If the Cubs do that, they would go no worse than 8-4 over the last 12 games, which might be enough to sneak into a wild-card spot. But if they don’t, they would have to consider this a blown opportunity. “Every season is sacred,” former Cubs President Theo Epstein said before a 101-loss season in 2012, the first year of the rebuild.

No one believed him because Epstein obviously was tanking the season for a chance to build a better future. He had the gravitas to get away with tanking for a few seasons and the trust of Cubs fans who believed in his plan.

Hoyer, who served as Epstein’s wing man throughout the process that led to the 2016 World Series championship, had many more skeptics when he embarked on his own semi-rebuild, starting with the trade of Yu Darvish before the 2021 season and continuing with the great sell-off that summer. He wasn’t as good a salesman as Epstein, so the jury was still out in the first half of 2023 as to whether his “intelligent spending” plan would pan out.

Hoyer deserves credit for making the Cubs contenders again and for taking the risk to keep Bellinger at the trade deadline when he could’ve gotten a few top prospects and solidified their chances of contending next year. But if the Cubs fall short of the playoffs, some of the moves he didn’t make at the deadline to improve the bullpen, rotation and bench could be the reason.

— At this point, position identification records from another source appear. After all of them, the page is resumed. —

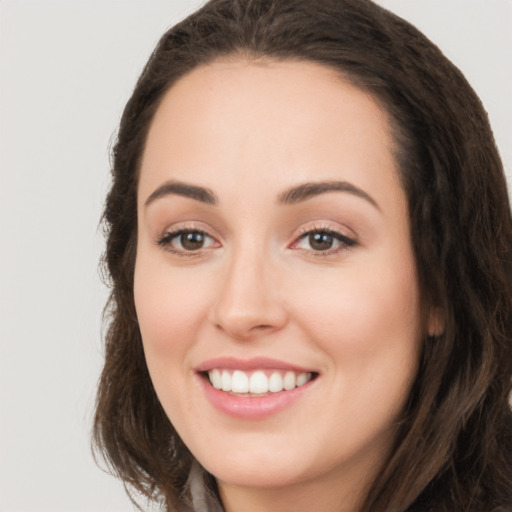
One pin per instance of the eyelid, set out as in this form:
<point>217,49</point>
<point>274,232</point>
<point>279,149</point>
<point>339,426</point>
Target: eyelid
<point>347,240</point>
<point>164,238</point>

Manager David Ross, whose every move has been scrutinized with the intensity of songs about Taylor Swift’s ex-boyfriends, has been forced to make do with veteran pitchers in different spots, young players with virtually no experience and many others in their first pennant race.

With Jeimer Candelario and Nick Madrigal out with injuries, the Cubs on Tuesday called up Jared Young from Triple-A Iowa to join fellow rookies Crow-Armstrong and Alexander Canario. Rookies Daniel Palencia and Luke Little are part of the bullpen that lost Alzolay and Fulmer to injuries. Marcus Stroman is back on the roster as a reliever along with fellow former starter Drew Smyly. Brad Boxberger is back but hasn’t returned to Ross’ circle of trust.

Ross rearranged his rotation, moving Taillon back to the weekend behind Justin Steele and Kyle Hendricks, his only consistent starters during the long turnaround.

“Lining up our best pitching for the rest of the season and the postseason,” Ross said, confirming Steele is on schedule for Game 162 in Milwaukee.

On Tuesday he put Morel at third base, where he has played only three times this season because of the Cubs’ lack of faith in his defense, and inserted Canario in the designated hitter role for his first career start — and hit a grand slam for his first MLB home run — after languishing on the bench with only one at-bat since his call-up on Sept. 1.

The Cubs players know they can’t continue to play like they have the last 10 games. But they also don’t believe they’re collapsing in living color.

It’s an inner confidence they used to dig themselves out of that big hole in June.

“I don’t think we need a total change of direction,” second baseman Nico Hoerner said. “There’s time left. We’re not trailing (for the final wild-card spot). Just continue to play.

“I don’t think we need anything abnormal or some freakish turnaround or things like that. We’re going to continue on with what we’ve done for the last 2 1/2 months and the whole season, really.”

There’s still time for the Cubs roller coaster to go back up, and no one is panicking yet.

But the time for talking is over. Let’s see what this bunch is made of.